Gabriella Sigler v. State
This text of Gabriella Sigler v. State (Gabriella Sigler v. State) is published on Counsel Stack Legal Research, covering Court of Appeals of Texas primary law. Counsel Stack provides free access to over 12 million legal documents including statutes, case law, regulations, and constitutions.
Opinion
MEMORANDUM OPINION No. 04-09-00447-CR
Gabriella SIGLER, Appellant
v.
The STATE of Texas, Appellee
From the 226th Judicial District Court, Bexar County, Texas Trial Court No. 2007-CR-6326 Honorable Sid L. Harle, Judge Presiding
Opinion by: Catherine Stone, Chief Justice
Sitting: Catherine Stone, Chief Justice Karen Angelini, Justice Marialyn Barnard, Justice
Delivered and Filed: July 14, 2010
AFFIRMED
Gabriella Sigler’s three-month-old granddaughter, M.S., died after Sigler placed M.S.

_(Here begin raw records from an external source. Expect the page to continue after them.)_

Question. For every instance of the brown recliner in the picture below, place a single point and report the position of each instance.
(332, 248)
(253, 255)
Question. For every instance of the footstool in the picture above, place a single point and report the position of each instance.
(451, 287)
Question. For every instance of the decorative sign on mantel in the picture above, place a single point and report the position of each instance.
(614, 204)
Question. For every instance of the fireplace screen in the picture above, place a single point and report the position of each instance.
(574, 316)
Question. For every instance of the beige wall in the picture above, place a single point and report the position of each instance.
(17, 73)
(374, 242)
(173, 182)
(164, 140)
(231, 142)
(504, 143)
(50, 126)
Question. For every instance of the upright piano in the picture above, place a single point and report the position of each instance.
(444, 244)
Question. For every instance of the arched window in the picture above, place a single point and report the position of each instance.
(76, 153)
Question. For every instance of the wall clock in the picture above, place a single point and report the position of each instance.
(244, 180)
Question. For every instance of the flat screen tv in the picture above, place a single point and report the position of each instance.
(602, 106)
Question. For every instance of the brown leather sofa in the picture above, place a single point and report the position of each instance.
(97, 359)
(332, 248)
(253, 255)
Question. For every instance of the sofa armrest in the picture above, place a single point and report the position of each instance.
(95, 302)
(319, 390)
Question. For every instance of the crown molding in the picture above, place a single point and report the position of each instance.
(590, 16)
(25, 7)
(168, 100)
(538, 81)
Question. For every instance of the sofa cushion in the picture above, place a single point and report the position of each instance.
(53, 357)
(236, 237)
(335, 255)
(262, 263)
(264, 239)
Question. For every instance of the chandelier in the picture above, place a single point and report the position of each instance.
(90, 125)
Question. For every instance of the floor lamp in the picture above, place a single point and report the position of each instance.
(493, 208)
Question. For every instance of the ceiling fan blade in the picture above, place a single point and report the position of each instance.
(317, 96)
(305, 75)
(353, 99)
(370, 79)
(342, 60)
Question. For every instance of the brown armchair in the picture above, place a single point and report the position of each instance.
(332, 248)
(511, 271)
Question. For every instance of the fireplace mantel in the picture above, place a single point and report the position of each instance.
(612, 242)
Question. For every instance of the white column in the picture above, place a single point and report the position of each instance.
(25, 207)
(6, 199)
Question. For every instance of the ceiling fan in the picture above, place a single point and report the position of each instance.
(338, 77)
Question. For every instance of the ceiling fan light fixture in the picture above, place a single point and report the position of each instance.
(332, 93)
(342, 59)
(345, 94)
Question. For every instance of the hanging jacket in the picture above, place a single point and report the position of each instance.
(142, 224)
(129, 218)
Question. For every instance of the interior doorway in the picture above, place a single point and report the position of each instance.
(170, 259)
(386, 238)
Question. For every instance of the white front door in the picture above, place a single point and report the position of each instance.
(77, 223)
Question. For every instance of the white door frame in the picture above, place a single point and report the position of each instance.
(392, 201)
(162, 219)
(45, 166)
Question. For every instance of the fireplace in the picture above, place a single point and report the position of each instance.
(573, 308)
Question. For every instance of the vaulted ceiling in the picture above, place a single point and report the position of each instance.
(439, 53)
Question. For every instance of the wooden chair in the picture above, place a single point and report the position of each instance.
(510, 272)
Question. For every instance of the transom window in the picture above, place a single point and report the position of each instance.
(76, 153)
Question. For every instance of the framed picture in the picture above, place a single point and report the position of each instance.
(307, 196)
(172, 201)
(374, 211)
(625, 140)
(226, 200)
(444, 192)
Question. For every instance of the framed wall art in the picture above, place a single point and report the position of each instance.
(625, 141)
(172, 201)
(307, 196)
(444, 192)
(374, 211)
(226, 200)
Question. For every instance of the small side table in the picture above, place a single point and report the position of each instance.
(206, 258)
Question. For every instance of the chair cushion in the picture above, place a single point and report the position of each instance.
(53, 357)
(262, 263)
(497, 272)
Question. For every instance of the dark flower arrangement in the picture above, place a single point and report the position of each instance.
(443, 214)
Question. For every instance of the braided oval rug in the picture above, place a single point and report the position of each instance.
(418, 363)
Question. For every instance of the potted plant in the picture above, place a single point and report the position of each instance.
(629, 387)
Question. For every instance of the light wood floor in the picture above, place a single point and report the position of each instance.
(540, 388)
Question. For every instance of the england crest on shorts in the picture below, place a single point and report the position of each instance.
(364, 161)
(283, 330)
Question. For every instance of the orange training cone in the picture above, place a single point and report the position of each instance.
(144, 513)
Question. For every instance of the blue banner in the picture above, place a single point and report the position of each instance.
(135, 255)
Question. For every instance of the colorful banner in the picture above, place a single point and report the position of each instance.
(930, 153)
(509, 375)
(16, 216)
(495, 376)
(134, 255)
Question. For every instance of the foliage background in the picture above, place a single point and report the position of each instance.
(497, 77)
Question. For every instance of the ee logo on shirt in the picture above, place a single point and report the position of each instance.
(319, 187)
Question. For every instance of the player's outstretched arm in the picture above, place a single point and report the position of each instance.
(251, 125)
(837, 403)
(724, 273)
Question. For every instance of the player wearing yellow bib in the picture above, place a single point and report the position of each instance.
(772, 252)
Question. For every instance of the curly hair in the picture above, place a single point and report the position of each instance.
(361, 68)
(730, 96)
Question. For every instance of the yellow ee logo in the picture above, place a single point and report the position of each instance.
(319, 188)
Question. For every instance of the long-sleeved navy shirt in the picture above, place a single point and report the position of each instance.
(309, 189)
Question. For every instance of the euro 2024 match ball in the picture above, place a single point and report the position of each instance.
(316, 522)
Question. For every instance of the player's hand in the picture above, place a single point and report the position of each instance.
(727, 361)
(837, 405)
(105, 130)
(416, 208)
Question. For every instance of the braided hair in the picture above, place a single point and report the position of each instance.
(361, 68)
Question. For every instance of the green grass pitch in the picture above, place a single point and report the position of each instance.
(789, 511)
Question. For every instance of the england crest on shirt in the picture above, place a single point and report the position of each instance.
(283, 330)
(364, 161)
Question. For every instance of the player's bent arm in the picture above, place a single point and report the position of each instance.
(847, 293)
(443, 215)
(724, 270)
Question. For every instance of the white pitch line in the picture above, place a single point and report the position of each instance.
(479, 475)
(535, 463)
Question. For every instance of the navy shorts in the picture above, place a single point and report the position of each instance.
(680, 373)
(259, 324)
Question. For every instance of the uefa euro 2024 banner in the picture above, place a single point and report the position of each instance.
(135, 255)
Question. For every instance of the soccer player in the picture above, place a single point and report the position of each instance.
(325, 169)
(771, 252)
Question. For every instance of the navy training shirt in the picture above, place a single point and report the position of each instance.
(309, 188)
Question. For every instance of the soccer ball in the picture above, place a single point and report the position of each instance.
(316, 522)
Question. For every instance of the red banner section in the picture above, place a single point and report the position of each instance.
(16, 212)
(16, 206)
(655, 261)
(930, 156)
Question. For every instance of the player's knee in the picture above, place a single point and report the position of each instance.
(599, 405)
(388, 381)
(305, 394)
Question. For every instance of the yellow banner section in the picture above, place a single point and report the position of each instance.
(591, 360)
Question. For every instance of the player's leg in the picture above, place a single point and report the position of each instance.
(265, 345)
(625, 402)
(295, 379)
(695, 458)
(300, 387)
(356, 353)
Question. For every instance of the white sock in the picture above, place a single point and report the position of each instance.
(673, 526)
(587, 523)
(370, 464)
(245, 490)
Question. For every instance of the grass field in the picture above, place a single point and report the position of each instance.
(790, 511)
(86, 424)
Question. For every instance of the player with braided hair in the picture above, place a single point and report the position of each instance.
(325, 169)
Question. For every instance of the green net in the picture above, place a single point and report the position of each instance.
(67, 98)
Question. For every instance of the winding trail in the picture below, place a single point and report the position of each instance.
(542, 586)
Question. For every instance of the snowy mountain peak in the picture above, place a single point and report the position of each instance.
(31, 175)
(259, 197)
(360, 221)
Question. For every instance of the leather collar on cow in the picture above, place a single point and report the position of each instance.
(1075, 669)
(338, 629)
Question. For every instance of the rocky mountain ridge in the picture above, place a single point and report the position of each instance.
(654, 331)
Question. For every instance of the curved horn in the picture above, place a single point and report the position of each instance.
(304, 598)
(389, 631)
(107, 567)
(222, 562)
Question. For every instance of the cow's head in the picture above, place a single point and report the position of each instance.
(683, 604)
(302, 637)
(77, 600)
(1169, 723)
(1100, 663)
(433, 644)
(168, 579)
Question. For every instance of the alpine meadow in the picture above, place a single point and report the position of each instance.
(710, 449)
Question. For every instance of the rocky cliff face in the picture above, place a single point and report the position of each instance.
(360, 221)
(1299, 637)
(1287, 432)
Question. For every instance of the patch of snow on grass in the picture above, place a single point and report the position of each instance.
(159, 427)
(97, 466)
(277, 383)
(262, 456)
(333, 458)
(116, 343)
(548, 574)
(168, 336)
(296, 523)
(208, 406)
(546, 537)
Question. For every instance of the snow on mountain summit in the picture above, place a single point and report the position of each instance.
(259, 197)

face down in a swimming pool. Gabriella Sigler pled guilty to the offense of injury to a child,
and a jury assessed Sigler’s punishment at eighteen years imprisonment. On appeal, Sigler
contends: (1) the State did not give proper notice that it would seek a deadly weapon finding in
violation of the United States and Texas Constitutions; (2) the allegation made in the indictment
materially varied from the proof at the punishment hearing in violation of the United States and 04-09-00447-CR
Texas Constitutions; and (3) the trial court erred in instructing the jury to determine whether
water was used as a deadly weapon. We affirm the trial court’s judgment.
NOTICE OF INTENT TO SEEK DEADLY WEAPON FINDING
In her first two issues, Sigler contends that the State failed to give her proper notice that it
would seek a deadly weapon finding in violation of both the United States and Texas
Constitutions. “[A]ccused persons are entitled to notice in some form that the use of a deadly
weapon will be a fact issue at the time of prosecution, if the State intends to pursue the entry of a
deadly weapon finding.” Ex parte Beck, 769 S.W.2d 525, 526 (Tex. Crim. App. 1989). A
deadly weapon means anything that in the manner of its use is capable of causing death or
serious bodily injury. See Blount v. State, 257 S.W.3d 712, 714 (Tex. Crim. App. 2008) (quoting
TEX. PENAL CODE § 1.07(a)(11)(B)). Any allegation in an indictment which avers serious bodily
injury was caused by a named weapon or instrument necessarily includes an allegation that the
named weapon or instrument was capable of causing serious bodily injury in the manner of its
use. Id. (quoting Ex parte Beck, 769 S.W.2d at 526-27, and Gilbert v. State, 769 S.W.2d 535,
536-37 (Tex. Crim. App. 1989)).
In Gilbert, the indictment in question alleged the appellant caused serious bodily injury to
the complainant “by placing the said complainant into hot liquid.” 769 S.W.2d at 536. The
Texas Court of Criminal Appeals held that the indictment necessarily included an allegation that
the hot liquid, in that case water, was a deadly weapon because in the manner of its use the water
was capable of causing serious bodily injury. Id. at 536-37.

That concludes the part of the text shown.